Entrent les programmes « de mise à jour » : ils permettent d’acquérir un iPhone sans avancer le moindre centime, et de le changer chaque année pour une somme modique. Proposés dans une douzaine de pays, ils offrent les mêmes avantages que les anciens contrats, sans l’inconvénient de l’engagement. Cette fluidité fait dire à Tim Cook que « les programmes “de mise à jour” commencent à ressembler à des abonnements »le programme lancé par Apple cette année n’est pas loin d’être une offre de location avec assurance incluse.

« Nous pensons que [ces programmes] réduiront la durée des cycles de renouvellement », affirme Tim Cook, en laissant entendre qu’Apple est prête à accompagner le mouvement, si ce n’est pas le renforcer. La campagne de promotion de l’iPhone 6s donne d’ailleurs le ton : rien ne semble avoir changé d’une année sur l’autre, mais tout a changé ou presque, en tout cas suffisamment pour justifier un renouvellement annuel.
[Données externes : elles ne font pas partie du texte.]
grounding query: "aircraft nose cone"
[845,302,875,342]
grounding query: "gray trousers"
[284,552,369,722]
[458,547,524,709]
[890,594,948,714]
À entendre un Tim Cook qui oublie soudainement ses préoccupations écologiques et morales, il n’y aurait aucune raison de se priver, puisque le prix global n’est plus un objet. Ces programmes « permettent de descendre à des prix [qu’Apple] ne pouvait atteindre seule », dit-il, « ce qui participera à la progression du chiffre d’affaires des services » par une plus grande utilisation de l’App Store et d’Apple Music. L’iPhone finit lui-même par devenir un service, une belle conclusion pour un appareil qui n’a jamais été rien d’autre qu’une feuille blanche sur laquelle dessiner des applications et concevoir des usages.

Reste que pour le moment, ces programmes « de mise à jour » ne représentent qu’« un tout petit pourcentage des ventes », de l’aveu du directeur financier d’Apple. Mais Tim Cook prévient : leur effet commencera à se faire sentir dans le courant de l’année prochaine, et Apple ne compte pas manquer le tournant cette fois. Voilà qui pourrait changer la manière dont l’iPhone évolue dans les prochaines années.